Comparative convexity is a generalization of ordinary convexity based on abstract means instead of arithmetic means. We define and study the Bregman divergences with respect to comparative convexity. As an example, we consider the convexity induced by quasi-arithmetic means, report explicit formulas, and show that those Bregman divergences are equivalent to conformal ordinary Bregman divergences on monotone embeddings.

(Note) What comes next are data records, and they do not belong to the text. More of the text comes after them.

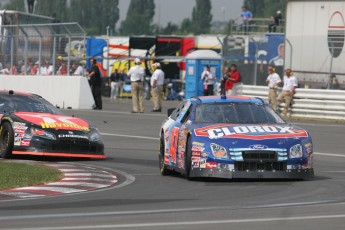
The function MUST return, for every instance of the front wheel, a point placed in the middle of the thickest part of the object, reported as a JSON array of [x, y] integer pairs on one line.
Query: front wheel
[[188, 158], [6, 140], [162, 167]]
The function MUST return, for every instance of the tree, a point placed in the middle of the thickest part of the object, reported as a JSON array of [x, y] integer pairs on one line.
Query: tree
[[139, 18], [265, 8], [202, 17]]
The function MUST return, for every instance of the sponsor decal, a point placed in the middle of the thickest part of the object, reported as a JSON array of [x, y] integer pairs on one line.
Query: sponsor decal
[[72, 136], [250, 132], [211, 165], [198, 144], [203, 163], [196, 159], [53, 121], [258, 147], [25, 143], [204, 154], [194, 153], [197, 148], [195, 164]]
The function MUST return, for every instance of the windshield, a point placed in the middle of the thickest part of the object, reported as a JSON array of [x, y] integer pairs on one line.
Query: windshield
[[24, 103], [236, 113]]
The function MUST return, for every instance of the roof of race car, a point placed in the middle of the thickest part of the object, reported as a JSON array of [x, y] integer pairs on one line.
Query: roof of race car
[[234, 99]]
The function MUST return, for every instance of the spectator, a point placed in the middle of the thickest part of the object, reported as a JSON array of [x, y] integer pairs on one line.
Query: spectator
[[290, 85], [234, 77], [223, 80], [273, 80], [114, 82], [276, 22], [34, 68], [96, 83], [334, 84], [157, 81], [208, 79], [62, 69], [47, 69], [8, 70], [246, 16], [137, 73], [78, 69]]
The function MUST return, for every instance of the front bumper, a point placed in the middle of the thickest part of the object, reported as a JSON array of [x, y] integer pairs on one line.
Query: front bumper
[[228, 174]]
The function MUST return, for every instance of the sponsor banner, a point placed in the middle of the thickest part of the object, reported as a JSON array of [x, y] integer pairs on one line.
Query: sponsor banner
[[254, 132], [54, 121]]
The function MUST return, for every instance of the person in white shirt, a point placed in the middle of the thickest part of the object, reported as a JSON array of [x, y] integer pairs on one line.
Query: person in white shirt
[[208, 78], [290, 85], [157, 81], [47, 69], [78, 69], [272, 81], [137, 73]]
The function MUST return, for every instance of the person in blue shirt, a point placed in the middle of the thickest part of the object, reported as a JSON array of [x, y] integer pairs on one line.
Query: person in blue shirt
[[246, 16]]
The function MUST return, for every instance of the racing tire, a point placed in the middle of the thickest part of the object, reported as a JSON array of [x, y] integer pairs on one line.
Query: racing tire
[[6, 140], [188, 159], [162, 167]]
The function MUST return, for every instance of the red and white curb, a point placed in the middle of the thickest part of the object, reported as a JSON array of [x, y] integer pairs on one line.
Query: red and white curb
[[76, 179]]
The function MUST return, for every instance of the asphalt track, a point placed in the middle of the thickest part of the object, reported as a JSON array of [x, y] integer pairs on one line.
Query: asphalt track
[[143, 199]]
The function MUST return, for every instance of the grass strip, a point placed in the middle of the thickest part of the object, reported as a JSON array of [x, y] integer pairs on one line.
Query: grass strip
[[14, 174]]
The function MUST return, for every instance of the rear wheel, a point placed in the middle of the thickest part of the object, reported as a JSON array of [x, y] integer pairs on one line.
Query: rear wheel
[[162, 166], [6, 140], [188, 158]]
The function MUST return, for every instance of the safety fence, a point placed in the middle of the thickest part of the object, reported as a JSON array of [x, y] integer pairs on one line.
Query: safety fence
[[307, 103], [25, 48]]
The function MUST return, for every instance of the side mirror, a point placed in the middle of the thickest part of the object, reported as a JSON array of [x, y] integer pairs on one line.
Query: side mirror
[[170, 111]]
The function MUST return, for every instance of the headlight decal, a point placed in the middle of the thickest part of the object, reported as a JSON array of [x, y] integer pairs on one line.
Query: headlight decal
[[296, 151], [218, 151]]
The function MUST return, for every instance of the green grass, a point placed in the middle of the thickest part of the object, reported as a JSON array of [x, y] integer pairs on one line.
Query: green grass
[[14, 175]]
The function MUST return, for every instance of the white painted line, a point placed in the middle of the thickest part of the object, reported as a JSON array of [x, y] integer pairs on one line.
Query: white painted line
[[190, 223], [131, 136], [330, 154], [54, 189], [94, 185], [86, 179], [89, 175], [21, 194]]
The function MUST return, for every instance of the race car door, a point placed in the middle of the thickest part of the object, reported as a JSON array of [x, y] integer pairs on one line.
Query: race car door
[[178, 134]]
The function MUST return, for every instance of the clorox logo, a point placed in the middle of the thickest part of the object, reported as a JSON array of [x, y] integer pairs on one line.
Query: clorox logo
[[250, 132], [258, 147]]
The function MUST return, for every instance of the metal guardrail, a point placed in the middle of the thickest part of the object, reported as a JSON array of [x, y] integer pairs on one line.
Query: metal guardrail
[[307, 103]]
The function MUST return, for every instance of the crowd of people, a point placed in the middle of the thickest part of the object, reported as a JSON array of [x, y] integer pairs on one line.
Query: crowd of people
[[47, 68], [286, 87]]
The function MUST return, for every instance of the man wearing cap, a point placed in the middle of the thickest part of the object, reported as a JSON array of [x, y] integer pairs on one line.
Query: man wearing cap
[[96, 83], [273, 80], [286, 95], [208, 79], [47, 69], [137, 73], [276, 21], [157, 81]]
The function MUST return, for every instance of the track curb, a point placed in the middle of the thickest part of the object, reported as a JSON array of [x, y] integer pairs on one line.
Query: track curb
[[77, 179]]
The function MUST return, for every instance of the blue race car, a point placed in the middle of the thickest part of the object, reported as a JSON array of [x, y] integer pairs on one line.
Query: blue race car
[[234, 137]]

A Quasi-arithmetic to Ordinary Convexity Criterion

Lemma 1

( \((\rho ,\tau )\) -convexity \(\leftrightarrow \) ordinary convexity [1]). Let \(\rho :I\rightarrow \mathbb {R}\) and \(\tau :J\rightarrow \mathbb {R}\) be two continuous and strictly monotone real-valued functions with \(\tau \) increasing, then function \(F:I\rightarrow J\) is \((\rho ,\tau )\)-convex iff function \(G=F_{\rho ,\tau } = \tau \circ F\circ \rho ^{-1}\) is (ordinary) convex on \(\rho (I)\).

Proof

Let us rewrite the \((\rho ,\tau )\)-convexity midpoint inequality as follows:

$$\begin{aligned} F(M_\rho (x,y))\le & {} M_\tau (F(x),F(y)),\\ F\left( \rho ^{-1}\left( \frac{\rho (x)+\rho (y)}{2}\right) \right)\le & {} \tau ^{-1}\left( \frac{\tau (F(x))+\tau (F(y))}{2}\right) , \end{aligned}$$

Since \(\tau \) is strictly increasing, we have:

$$\begin{aligned} (\tau \circ F\circ \rho ^{-1}) \left( \frac{\rho (x)+\rho (y)}{2}\right) \le \frac{(\tau \circ F)(x)+(\tau \circ F)(y)}{2}. \end{aligned}$$

(17)

Let \(u=\rho (x)\) and \(v=\rho (y)\) so that \(x=\rho ^{-1}(u)\) and \(y=\rho ^{-1}(v)\) (with \(u,v\in \rho (I)\)). Then it comes that:

$$\begin{aligned} (\tau \circ F\circ \rho ^{-1})\left( \frac{u+v}{2}\right) \le \frac{(\tau \circ F\circ \rho ^{-1})(u)+(\tau \circ F\circ \rho ^{-1})(v)}{2}. \end{aligned}$$

(18)

This last inequality is precisely the ordinary midpoint convexity inequality for function \(G=F_{\rho ,\tau }=\tau \circ F\circ \rho ^{-1}\). Thus a function F is \((\rho ,\tau )\)-convex iff \(G=\tau \circ F\circ \rho ^{-1}\) is ordinary convex, and vice-versa.